Comment Re: Useful If Verified (Score 1) 248

I'm as certain as it's possible to be that LLMs are not the path to more accurate AI. They will be a part of it, but statistics just doesn't work that way. They are as accurate as they will ever be. Something else is needed to correct their errors, and to the best of my knowledge nobody knows what that is as yet. These Companies keep claiming they've found it but every time their claims don't stand up to any scrutiny. That's not to say it won't happen in the near future, nobody can predict when that sort of breakthrough will happen. But equally it may not happen for decades if ever. We don't understand how human thought and reasoning works well enough to emulate it yet.

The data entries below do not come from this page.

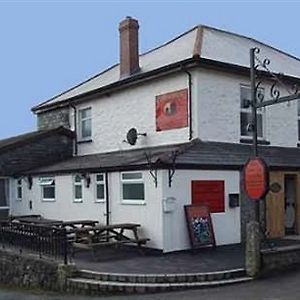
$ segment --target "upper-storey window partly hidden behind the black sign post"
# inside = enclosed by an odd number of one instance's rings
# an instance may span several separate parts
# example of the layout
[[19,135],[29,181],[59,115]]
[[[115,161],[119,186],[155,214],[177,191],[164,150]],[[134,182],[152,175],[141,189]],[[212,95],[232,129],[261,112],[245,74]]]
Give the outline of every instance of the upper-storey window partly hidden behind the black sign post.
[[[252,131],[249,129],[249,124],[252,123],[251,114],[251,89],[249,86],[241,86],[241,136],[252,137]],[[258,101],[264,96],[264,89],[260,88],[257,93]],[[264,116],[263,109],[257,110],[257,137],[263,139],[264,137]]]

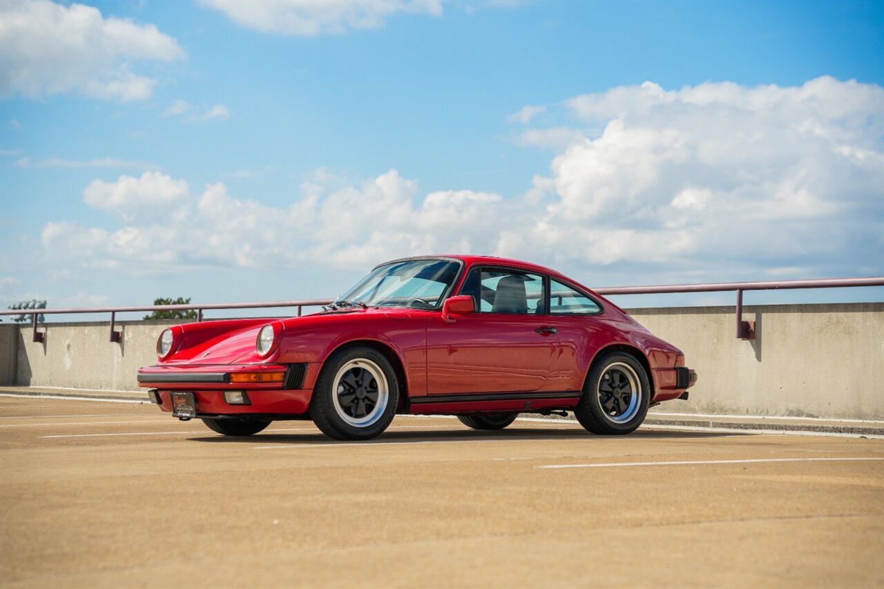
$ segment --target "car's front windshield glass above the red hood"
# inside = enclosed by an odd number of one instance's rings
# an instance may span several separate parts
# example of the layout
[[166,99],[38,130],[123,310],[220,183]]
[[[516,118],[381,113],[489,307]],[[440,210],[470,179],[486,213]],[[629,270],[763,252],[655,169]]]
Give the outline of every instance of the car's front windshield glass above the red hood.
[[451,289],[460,264],[450,260],[394,261],[378,266],[334,306],[434,309]]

So my answer was based on the models we have now. That's the question that was asked after all. Predicting what may happen in the future is a fool's game, but right now the models we have aren't good enough for anything but the simplest of problems, and only usable on problems that a human has already solved. Using them is the equivalent of looking up the answer to a question every time, and not bothering to remember that answer or understand the subject on the basis that it will always be available to look up. This is also making predictions about the future that may or may not come true.

Your machinist is fine for as long as a CNC lathe is available but without it may be useless. That's still better than a programmer relying on current AI because that lathe can at least do every job conceivable in that domain. In the programming domain AI can't yet and may never be able to.